Media Law Prof Blog

Editor: Christine A. Corcos
Louisiana State Univ.

Monday, October 10, 2016

Liebenau on What Intellectual Property Can Learn From Online Privacy, and Vice Versa

Diana Liebenau, Harvard Law School and Ludwig Maximilian University of Munich, is publishing What Intellectual Property Can Learn from Online Privacy, and Vice Versa in volume 30 of the Harvard Journal of Law & Technology. Here is the abstract.

On the one hand, we resort to intellectual property (IP) theory to justify a certain IP right or calibrate how a specific IP rule should be. Most commonly, we differentiate between three main theories: personhood, labor, and welfare, occasionally supplemented by interdisciplinary approaches. Some scholars portray these theories as categorically different; the traditional fault line runs between European-style deontological justifications based on Hegelian personhood or Lockean labor theories, and US-style utilitarian welfare theory.
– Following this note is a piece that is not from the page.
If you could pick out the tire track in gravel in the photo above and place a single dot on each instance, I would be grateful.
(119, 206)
Others perceive their overall prescriptive power as limited. On the other hand, privacy law is also governed by theories defining, justifying and calibrating it. However, the theoretical backdrop is much more disaggregate: descriptive taxonomies compete with normative theories, of which no single classification appears to be universally accepted. In this Note, we will distinguish between three widely recognized theories of informational privacy which conceptualize privacy as control, limited access, and contextual integrity, respectively. But are there theories to analyze both IP and privacy? Intuitively, scholars have made a variety of arguments based on a structural parallelism of privacy and IP. Scholarship has also carefully dissected situations with converging or conflicting interests between IP and privacy. But these accounts are selective and do not rely on a common theory. Another line of scholarship uses the theories of IP in order to argue in favor of a property-style right in privacy interests. Apart from that, very few theoretical accounts use theories of IP address the privacy implications of IP. In contrast, this Note takes another path by proposing to apply to IP the three commonly accepted theories of privacy — control, limited access, and contextual integrity. Both IP and privacy law regulate the flow of information, and thus control thereof, access thereto, and context therein. To be sure, these theories on the flow of information do not “justify” IP. However, through this theoretically informed prism of structural parallelism of privacy and IP some murky policy questions become clearer, so that IP can draw lessons from online privacy, and conversely, online privacy can learn from IP.

The full text is not available from SSRN.